Bei der Darstellung der Stolperfallen, welche in Zusammenhang mit der Multiplikation unter Unsicherheit auftreten können, sind wir vor Kurzem selber ins Stolpern geraten. Was war der Ursache für dieses Malheur?
Auch hier wieder an einem Beispiel erklärt. Stellen wir uns vor, dass ein Unternehmen einen Mindestumsatz erzielen muss, um profitabel zu sein (die Stückkosten sind fix). Es besteht Unsicherheit über die Absatzmenge und den Preis, der am Markt erzielt werden kann. Gleichzeitig sei unterstellt, dass zwischen Preis und Menge eine negative Korrelation beobachtbar sein sollte, was auf Wettbewerb oder andere Restriktionen am Markt zurück geführt werden kann.
Das Unternehmen plant seinen Umsatz für die nächste Periode anhand des folgenden einfachen Modells:
Gehen wir davon aus, dass die Kosten CHF 120'000 betragen, die Preise und Mengen - wie bereits formuliert - unsicher und jeweils mittels einer Gleichverteilung modelliert sind. Ein erste Simulation mit 100'000 Iterationen bringt folgendes Ergebnis hinsichtlich des Umsatzes zum Vorschein.
So sehen wir, dass der Umsatz in 74% der Fälle die Kosten von CHF 120'000 zu decken vermag, die Verteilung des Umsatzes hingegen sehr unförmig ist und aufgrund der unterstellten Korrelation begründet werden kann. Eine detailliertere Analyse zeigt auf, dass der Preis positiv mit dem Umsatz korreliert; dies obwohl der Preis mit der Menge vorab als negative Korrelation definiert wurde. Es erhellt, dass die Variable Preis in diesem Fall dominierend wirkt und für die Umsatzsteigerung eine Erhöhung des Preises in Erwägung gezogen werden sollte.

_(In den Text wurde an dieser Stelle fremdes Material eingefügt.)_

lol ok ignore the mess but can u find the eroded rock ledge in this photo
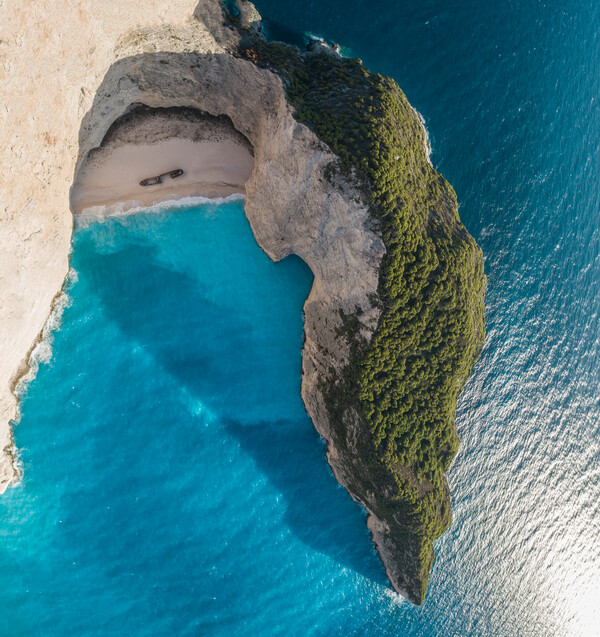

Trotz der Mächtigkeit von Simulationen dürfen wir eines nicht vergessen: Zu einem bestimmten Zeitpunkt muss das Unternehmen eine Entscheidung treffen. Es kann die Nachfrage nicht steuern, wohl aber den Preis. Die Bestimmung des Preises ist ein Akt unternehmerischer Freiheit und im Rahmen einer Planung als wesentlicher Bestandteil zu berücksichtigen, respektive zu verankern. Aber auch hier können und sollten uns Simulationen einen Weg vorzeichnen. Stellen wir uns verschärfend vor, dass das Unternehmen eine Umsatzrentabilität von 12% erzielen muss, um die anfänglichen Investitionen mit einer Mindestrendite zurück verdienen zu können. Der Zielumsatz beträgt somit mindestens CHF 136'364. Welchen Preis sollte das Unternehmen ansetzen? Ohne in die Abgründe der stochastischen Optimierung abzutauchen, reichen die bisher durchgeführten Berechnungen bereits aus. So sehen wir anhand der Streudiagramms auf der linken Seite, dass der Preis mindestens ca. CHF 1.45 pro Stück betragen muss, um den geforderten Mindestumsatz erzielen zu können. Um diesen zu validieren, exportieren wir in einem ersten Schritt alle Simulationsresultate und filtern diese nach den Zielumsatz. Anschliessend extrahieren wir aus dem gefilterten Datensatz alle Preise heraus, die zu diesem Zielumsatz beigetragen haben und laden diese Daten als benutzerdefinierte Variable ein.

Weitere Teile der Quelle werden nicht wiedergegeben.